Human capital expenditure
This refers to government expenditure on staffing by investing in education and training.
Recognition lags
There is a time lag in recognising that government intervention is needed to affect the level of economic activity.
This is because governments do not necessarily know if the economy is growing too fast (or declining too quickly).
Macro Administrative lags
There is a time delay between recognising the need for fiscal policy intervention and actually implementing appropriate action,
such as approving tax changes or alterations to the government budget.
Impact lags
There is a time lag between implementing fiscal policy and seeing the actual effects on the economy.
A cut in income tax, for example, will take time to have a significant impact on the spending habits of households.
Government budget
A financial plan of how much tax revenue will be collected and where it will be spent over a period of time (usually one year).
Budget deficit
When government expenditure is greater than government revenue
Budget surplus
When government revenue is greater than government expenditure.
Types of direct tax
Personal income tax
Corporate income tax
Wealth tax
Capital gains tax
Inheritance tax
Windfall tax
Payroll tax
Types of indirect tax
Sales tax
Excise tax
Customs duty (tariffs)
Carbon tax
Stamp duty
Progressive tax system
A system where the proportion of income tax increases as income increases.
This means that as someone’s income or profits increase, they will have to pay a higher proportion (percentage) of their income or profit as tax.
Regressive tax system
A system where the proportion of income tax decreases as income increases.

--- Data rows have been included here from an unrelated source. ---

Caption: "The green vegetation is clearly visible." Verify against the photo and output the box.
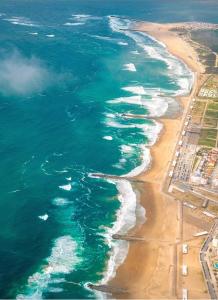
[193,101,206,116]
[198,138,216,148]
[198,129,217,147]
[207,102,218,111]
[200,129,217,140]
[205,110,218,119]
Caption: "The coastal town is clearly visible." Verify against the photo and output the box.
[166,74,218,299]
[87,22,218,300]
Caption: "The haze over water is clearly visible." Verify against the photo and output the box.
[0,0,216,298]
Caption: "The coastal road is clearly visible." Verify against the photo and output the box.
[200,222,218,299]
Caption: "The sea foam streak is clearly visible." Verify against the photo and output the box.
[3,17,39,27]
[101,16,191,284]
[124,63,136,72]
[100,180,141,284]
[17,235,80,299]
[122,86,146,95]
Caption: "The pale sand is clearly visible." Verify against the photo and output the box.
[109,23,208,299]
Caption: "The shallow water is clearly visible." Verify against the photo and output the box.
[0,0,213,298]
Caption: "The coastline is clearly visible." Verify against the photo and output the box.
[109,23,207,299]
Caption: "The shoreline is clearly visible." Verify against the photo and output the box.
[109,23,204,298]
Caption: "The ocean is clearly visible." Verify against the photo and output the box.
[0,0,217,299]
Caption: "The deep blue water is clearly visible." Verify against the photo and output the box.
[0,0,217,298]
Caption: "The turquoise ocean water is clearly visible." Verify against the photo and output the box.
[0,0,216,299]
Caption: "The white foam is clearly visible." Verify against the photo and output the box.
[124,63,136,72]
[64,22,85,26]
[100,180,137,284]
[59,183,72,191]
[117,42,129,46]
[123,145,151,177]
[108,96,144,105]
[122,86,146,95]
[16,235,80,299]
[121,145,133,153]
[109,16,193,95]
[38,214,48,221]
[103,135,113,141]
[3,17,39,27]
[131,50,139,55]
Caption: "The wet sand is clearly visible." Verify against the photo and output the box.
[109,23,205,299]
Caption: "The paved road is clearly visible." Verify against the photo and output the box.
[200,222,218,299]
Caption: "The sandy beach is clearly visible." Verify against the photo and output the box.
[110,23,208,299]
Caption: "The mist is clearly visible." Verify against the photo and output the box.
[0,51,50,95]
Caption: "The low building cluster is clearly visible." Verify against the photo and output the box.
[190,148,218,187]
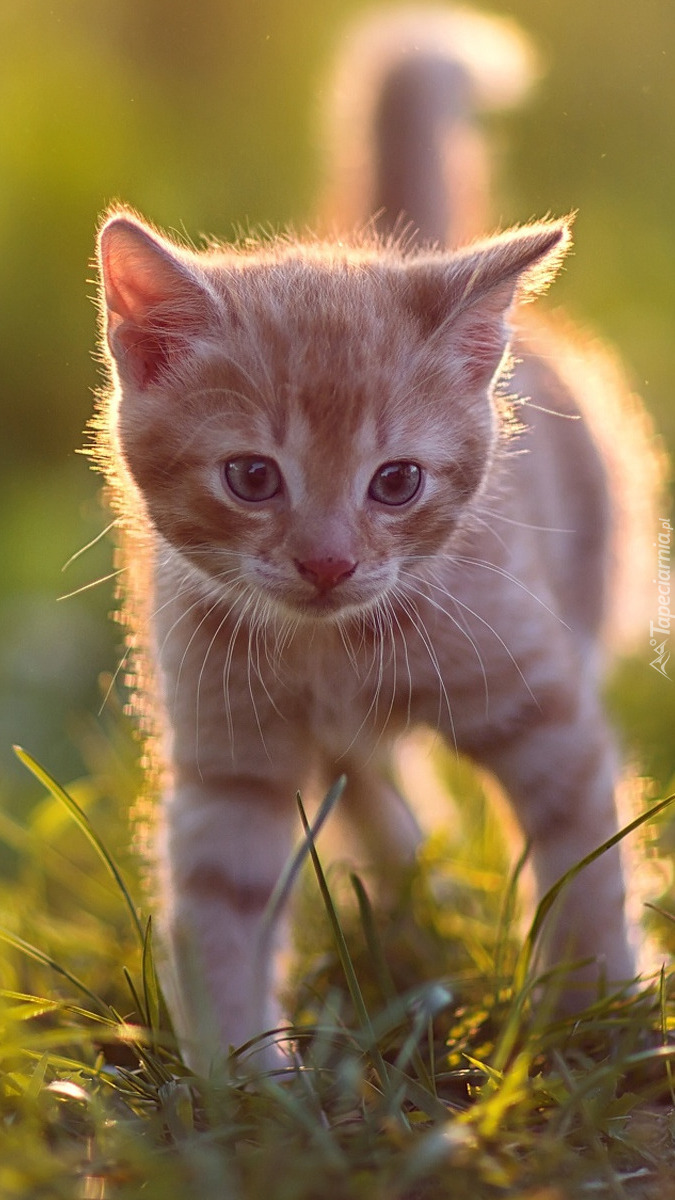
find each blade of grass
[13,746,145,947]
[0,929,110,1016]
[297,794,393,1116]
[350,871,436,1096]
[142,917,160,1033]
[492,794,675,1070]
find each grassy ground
[0,715,675,1200]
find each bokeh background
[0,0,675,811]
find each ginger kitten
[89,9,653,1072]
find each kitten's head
[94,214,568,619]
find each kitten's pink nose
[295,558,357,592]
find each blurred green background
[0,0,675,809]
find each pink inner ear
[100,217,211,388]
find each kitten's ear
[98,215,216,389]
[406,221,571,388]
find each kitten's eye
[368,462,422,505]
[222,455,281,503]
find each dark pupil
[225,458,280,500]
[371,462,420,504]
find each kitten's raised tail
[325,7,539,246]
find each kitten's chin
[269,590,378,624]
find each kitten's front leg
[470,686,637,1012]
[160,775,295,1074]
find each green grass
[0,733,675,1200]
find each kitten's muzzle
[294,558,358,593]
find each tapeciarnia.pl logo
[650,517,673,679]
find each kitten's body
[93,9,658,1069]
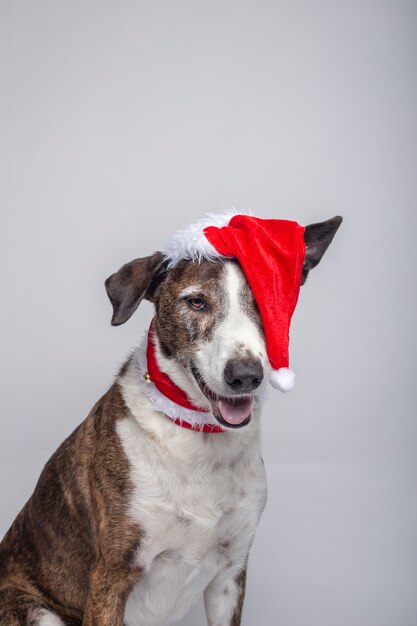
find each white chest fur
[117,381,266,626]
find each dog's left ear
[104,252,167,326]
[301,215,343,285]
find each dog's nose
[224,359,264,393]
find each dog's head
[105,217,342,428]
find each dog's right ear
[104,252,167,326]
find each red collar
[145,320,224,433]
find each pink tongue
[219,398,252,425]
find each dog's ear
[104,252,167,326]
[301,215,343,285]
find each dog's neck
[135,324,224,434]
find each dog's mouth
[191,365,254,428]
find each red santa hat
[166,212,305,391]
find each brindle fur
[0,213,341,626]
[0,383,141,626]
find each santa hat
[166,212,305,391]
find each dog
[0,212,342,626]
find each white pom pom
[269,367,295,392]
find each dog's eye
[188,298,206,311]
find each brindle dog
[0,218,341,626]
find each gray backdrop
[0,0,417,626]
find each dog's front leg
[204,566,246,626]
[83,562,140,626]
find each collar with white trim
[139,320,225,433]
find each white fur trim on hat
[164,209,250,267]
[269,367,295,393]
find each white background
[0,0,417,626]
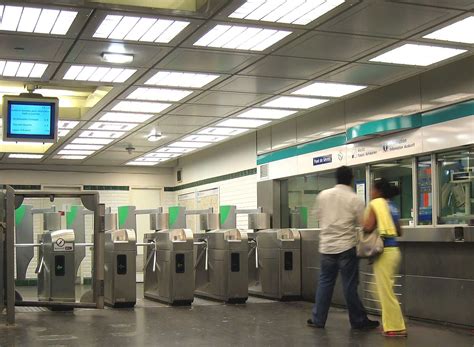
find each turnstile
[104,229,137,307]
[144,229,194,305]
[194,229,248,303]
[248,229,301,300]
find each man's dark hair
[336,166,354,186]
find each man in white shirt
[308,166,379,330]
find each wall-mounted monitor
[3,94,59,143]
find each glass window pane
[437,147,474,224]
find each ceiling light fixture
[102,52,133,64]
[0,6,77,35]
[63,65,137,83]
[291,82,367,98]
[370,43,466,66]
[145,71,219,88]
[229,0,344,25]
[194,24,292,51]
[423,16,474,44]
[93,15,190,43]
[0,60,48,78]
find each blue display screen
[7,101,55,139]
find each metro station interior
[0,0,474,347]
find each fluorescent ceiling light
[0,60,48,78]
[198,127,249,136]
[168,141,211,148]
[112,101,171,113]
[229,0,344,25]
[102,53,133,64]
[291,82,367,98]
[71,138,113,145]
[183,135,229,142]
[423,16,474,44]
[100,112,154,123]
[145,71,219,88]
[127,88,193,101]
[63,65,137,83]
[370,43,466,66]
[194,24,292,51]
[93,15,189,43]
[64,144,104,151]
[58,120,79,129]
[216,118,270,128]
[8,153,43,159]
[0,6,77,35]
[80,130,125,139]
[89,122,138,131]
[237,108,298,119]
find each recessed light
[0,6,77,35]
[423,16,474,44]
[79,130,125,139]
[370,43,466,66]
[89,122,138,131]
[194,24,292,51]
[291,82,367,98]
[100,112,154,123]
[183,135,229,142]
[0,60,48,78]
[145,71,219,88]
[102,52,133,64]
[8,153,43,159]
[263,96,329,110]
[93,15,189,43]
[127,88,193,101]
[229,0,344,25]
[63,65,137,83]
[198,127,249,136]
[237,108,298,119]
[112,101,171,113]
[216,118,270,128]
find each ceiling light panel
[112,101,171,113]
[89,122,138,131]
[63,65,137,83]
[216,118,270,128]
[0,6,77,35]
[229,0,344,25]
[93,15,189,43]
[291,82,367,98]
[198,127,249,136]
[370,43,466,66]
[237,108,298,119]
[127,88,193,102]
[263,96,329,110]
[423,16,474,44]
[145,71,219,88]
[100,112,153,123]
[194,24,292,51]
[0,60,48,78]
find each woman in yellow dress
[364,178,407,336]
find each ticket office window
[436,146,474,224]
[370,158,413,225]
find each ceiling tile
[320,63,420,85]
[319,1,457,38]
[276,31,396,61]
[191,90,271,106]
[158,48,261,73]
[213,75,305,94]
[168,104,239,117]
[242,56,345,79]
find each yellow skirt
[374,247,406,332]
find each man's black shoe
[352,319,380,330]
[306,319,324,329]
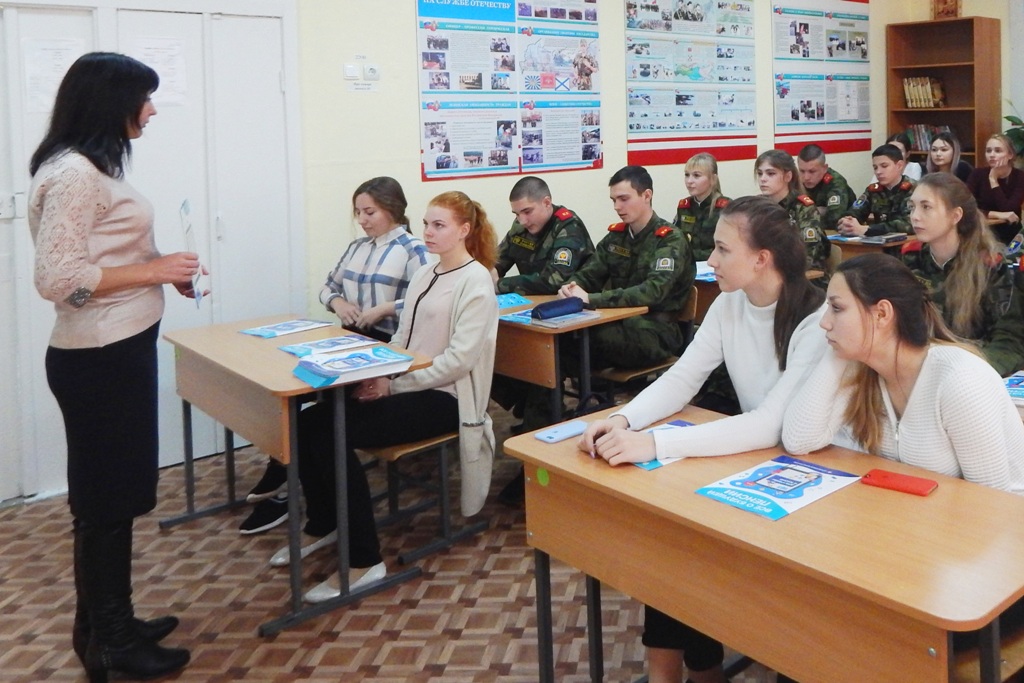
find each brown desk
[495,294,647,422]
[161,315,430,636]
[827,230,918,261]
[505,408,1024,682]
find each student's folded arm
[939,367,1024,490]
[782,348,853,455]
[391,272,498,393]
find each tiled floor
[0,409,773,683]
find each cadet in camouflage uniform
[559,166,696,368]
[672,152,730,261]
[900,173,1024,377]
[797,144,857,230]
[495,175,594,294]
[754,150,831,276]
[837,144,914,237]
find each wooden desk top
[164,314,431,397]
[504,407,1024,631]
[498,294,647,335]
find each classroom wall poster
[772,0,871,156]
[626,0,757,166]
[417,0,603,180]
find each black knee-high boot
[71,519,178,666]
[77,519,189,683]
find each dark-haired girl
[29,52,193,683]
[579,197,825,683]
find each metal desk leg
[160,400,246,528]
[587,575,604,683]
[534,548,555,683]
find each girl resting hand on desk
[900,173,1024,376]
[579,192,831,683]
[270,191,498,602]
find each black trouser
[298,389,459,568]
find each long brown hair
[918,173,1002,339]
[836,254,976,455]
[721,196,824,371]
[429,190,498,270]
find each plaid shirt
[319,225,430,335]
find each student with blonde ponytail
[270,191,498,602]
[902,173,1024,376]
[782,254,1024,495]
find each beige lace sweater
[29,152,164,348]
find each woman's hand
[577,415,630,458]
[352,377,391,401]
[331,297,361,327]
[358,299,394,330]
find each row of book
[906,123,955,152]
[903,76,946,109]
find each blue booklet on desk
[292,346,413,389]
[696,455,860,520]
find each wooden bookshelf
[886,16,1004,166]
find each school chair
[356,431,489,564]
[594,287,697,393]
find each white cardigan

This means that as someone’s income or profits increase, they will have to pay a lower proportion (percentage) of their income or profit as tax.
proportional tax system
A system where the proportion of income deducted as tax stays the same whatever the income level of the individual or the profits of a business.
Tax base
Tax based on the total amount of assets, property and revenue a government can tax.
Tax burden
The total amount of tax that individuals and firms pay to the government.
It is expressed as a percentage of the economy’s total gross domestic product (GDP).
Money supply
The total amount of money circulating in an economy at any one given time.
Money involves the currency (notes and coins), and money in deposit and current accounts.
Monetary supply
Controlling the money supply in an economy by changing interest rates and the amount of currency in circulation.
Interest rates
Determines the price of borrowing money or the return from saving money in the bank.